Congrats on being a national merit scholar btw. I hope you got a major sign on bonus wherever you agreed to go to college. You should have found a program at your future university that provided a summer research job with room and board, that's what I did so I left for college two days after HS graduation with a job. I was a national merit scholar too, and it doesn't mean much after you graduate college. Might be the only HS honor that might still be worth putting on a resume. I had 47 hours of college credit leaving high school, do yourself a big favor and research college grad requirements thoroughly right away, and always ask if a particular class fulfills a particular requirement, since this is often counterintuitive.
1. Register with a local temp agency. If you are only going to be available to work for the summer, this is your best shot. For that matter, register with all of the local temp agencies.
2. As has been said, taylor your resume for each application, most people don't care about your gpa or test scores, they just want someone who can follow orders, come to work ontime and sober, and smile at the customers constantly like an idiot. $5 and a 4.0 gpa can get you a cup of coffee.
3. The current job market is uber sh!tty, so don't feel bad when you don't get hired. My wife graduated a year ago with two BS degrees, one in chemistry the other in biology. Though she got a summer job right away, and has filled out 3 applications per day since last september, and gotten dozens of interviews, she still does not have a position using her degrees. (She did just start a temp position that requires a degree, but not her degrees in particular.) I just got hired myself, and it may be of interest that my prospective employer knows, and talked to, my previous employer (from a position with similar responsibilities). Lesson: You need connections within your prospective industry.
4. Most of the time your application goes to a human resources department. HR workers do not know from your resume if you qualify for a position, you have to call and explain to them why you qualify. They do not know that having two college science degrees means that you have more than 40 hours of science college credit. By the time your application even gets through human resources to the hiring manager, the hiring manager has already decided to hire someone else who was recommended by a friend of his.
5. To make connections in the industry, find an excuse to talk to insiders about subjects of common interest. ie., if you want to do research on gene therapy in mice, then read all the papers by a local researcher, then email an intelligent question about it.
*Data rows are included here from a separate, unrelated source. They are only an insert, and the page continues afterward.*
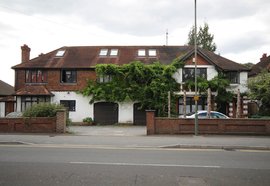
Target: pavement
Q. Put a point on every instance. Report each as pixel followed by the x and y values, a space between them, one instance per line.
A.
pixel 134 137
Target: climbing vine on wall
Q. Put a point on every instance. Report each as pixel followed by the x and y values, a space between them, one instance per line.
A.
pixel 146 84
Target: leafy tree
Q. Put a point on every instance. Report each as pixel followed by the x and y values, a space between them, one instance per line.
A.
pixel 259 87
pixel 205 39
pixel 249 65
pixel 147 84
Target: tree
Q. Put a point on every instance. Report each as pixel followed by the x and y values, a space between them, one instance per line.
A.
pixel 259 87
pixel 205 39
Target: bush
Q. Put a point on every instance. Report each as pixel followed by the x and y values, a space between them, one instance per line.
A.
pixel 42 110
pixel 88 120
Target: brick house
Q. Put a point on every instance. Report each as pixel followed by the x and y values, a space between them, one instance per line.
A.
pixel 263 64
pixel 57 76
pixel 6 99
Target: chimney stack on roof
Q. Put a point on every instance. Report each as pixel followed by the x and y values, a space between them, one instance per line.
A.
pixel 25 53
pixel 264 56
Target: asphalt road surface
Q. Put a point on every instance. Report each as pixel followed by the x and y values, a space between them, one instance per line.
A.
pixel 33 165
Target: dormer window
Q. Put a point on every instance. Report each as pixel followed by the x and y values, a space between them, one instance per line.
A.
pixel 60 53
pixel 141 52
pixel 114 52
pixel 152 52
pixel 103 52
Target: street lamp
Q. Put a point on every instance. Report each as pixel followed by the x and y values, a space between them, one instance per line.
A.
pixel 195 60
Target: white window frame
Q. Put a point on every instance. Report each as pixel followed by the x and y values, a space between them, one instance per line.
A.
pixel 152 52
pixel 103 52
pixel 114 52
pixel 60 53
pixel 141 53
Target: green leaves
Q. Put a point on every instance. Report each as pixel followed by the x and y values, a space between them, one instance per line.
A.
pixel 147 84
pixel 259 87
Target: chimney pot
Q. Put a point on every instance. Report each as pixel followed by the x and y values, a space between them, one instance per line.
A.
pixel 25 53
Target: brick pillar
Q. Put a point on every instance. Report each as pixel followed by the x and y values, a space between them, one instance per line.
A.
pixel 150 122
pixel 230 110
pixel 61 116
pixel 245 107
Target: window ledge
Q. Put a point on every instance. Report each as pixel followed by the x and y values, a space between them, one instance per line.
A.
pixel 62 83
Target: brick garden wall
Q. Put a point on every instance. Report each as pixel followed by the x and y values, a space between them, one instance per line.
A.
pixel 35 125
pixel 206 126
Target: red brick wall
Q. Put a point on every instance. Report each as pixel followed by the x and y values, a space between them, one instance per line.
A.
pixel 54 83
pixel 39 125
pixel 31 125
pixel 207 126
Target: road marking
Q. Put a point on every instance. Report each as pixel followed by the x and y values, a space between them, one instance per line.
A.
pixel 145 164
pixel 128 147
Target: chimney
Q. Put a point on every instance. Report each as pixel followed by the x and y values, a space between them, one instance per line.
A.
pixel 264 56
pixel 25 53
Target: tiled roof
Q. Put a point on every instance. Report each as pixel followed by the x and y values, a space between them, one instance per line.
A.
pixel 29 90
pixel 5 89
pixel 263 64
pixel 88 57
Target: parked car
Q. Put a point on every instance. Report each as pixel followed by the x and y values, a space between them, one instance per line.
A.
pixel 203 114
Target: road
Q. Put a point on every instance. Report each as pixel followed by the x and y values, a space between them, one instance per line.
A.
pixel 96 165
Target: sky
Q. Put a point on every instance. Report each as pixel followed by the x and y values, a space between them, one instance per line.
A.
pixel 241 28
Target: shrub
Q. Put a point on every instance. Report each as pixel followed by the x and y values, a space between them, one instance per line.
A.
pixel 42 110
pixel 88 120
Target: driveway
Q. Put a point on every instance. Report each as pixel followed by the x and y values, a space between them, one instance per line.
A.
pixel 108 130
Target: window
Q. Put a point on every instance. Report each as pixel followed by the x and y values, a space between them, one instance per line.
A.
pixel 36 76
pixel 233 77
pixel 60 53
pixel 69 104
pixel 103 52
pixel 104 78
pixel 114 52
pixel 68 76
pixel 28 101
pixel 190 104
pixel 141 52
pixel 152 52
pixel 189 73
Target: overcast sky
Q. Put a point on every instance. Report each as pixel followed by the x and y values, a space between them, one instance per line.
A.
pixel 241 27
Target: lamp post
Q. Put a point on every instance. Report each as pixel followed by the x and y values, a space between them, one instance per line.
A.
pixel 195 60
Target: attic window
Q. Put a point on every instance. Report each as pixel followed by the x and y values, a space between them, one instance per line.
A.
pixel 141 52
pixel 114 52
pixel 103 52
pixel 152 52
pixel 60 53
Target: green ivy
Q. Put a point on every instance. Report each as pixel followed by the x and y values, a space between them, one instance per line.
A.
pixel 147 84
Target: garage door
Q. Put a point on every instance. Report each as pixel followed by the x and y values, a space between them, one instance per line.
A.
pixel 106 113
pixel 139 115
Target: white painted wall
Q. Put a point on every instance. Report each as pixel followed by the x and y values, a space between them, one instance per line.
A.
pixel 2 109
pixel 242 84
pixel 83 107
pixel 125 114
pixel 211 72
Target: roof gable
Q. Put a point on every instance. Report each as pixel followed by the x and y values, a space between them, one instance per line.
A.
pixel 5 89
pixel 88 57
pixel 257 68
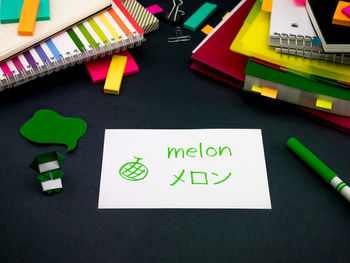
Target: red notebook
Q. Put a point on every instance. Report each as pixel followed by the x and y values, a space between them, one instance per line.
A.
pixel 215 52
pixel 216 74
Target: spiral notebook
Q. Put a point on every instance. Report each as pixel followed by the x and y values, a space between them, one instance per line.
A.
pixel 252 41
pixel 334 38
pixel 63 14
pixel 111 31
pixel 291 32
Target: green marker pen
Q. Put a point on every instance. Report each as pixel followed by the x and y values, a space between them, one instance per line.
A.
pixel 327 174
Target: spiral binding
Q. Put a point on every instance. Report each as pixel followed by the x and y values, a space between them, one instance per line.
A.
pixel 302 46
pixel 49 67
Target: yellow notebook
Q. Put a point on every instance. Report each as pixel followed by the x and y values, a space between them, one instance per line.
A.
pixel 253 38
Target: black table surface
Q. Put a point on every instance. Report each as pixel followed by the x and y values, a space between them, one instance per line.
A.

Start up an intelligent discourse, eventually the person will become familiar with you. Familiarity can provide a big advantage. If you can find a way to help them somehow, it will demonstrate your utility. Don't sell yourself, sell what you can do to help the company profit.
6. The money and wages you will make prior to college graduation are worth little compared to the job experience. If you can maintain some sort of part time position that's only a few hours a week throughout your college career, and then get full time jobs during the summer, it will make post-graduation job searching much easier.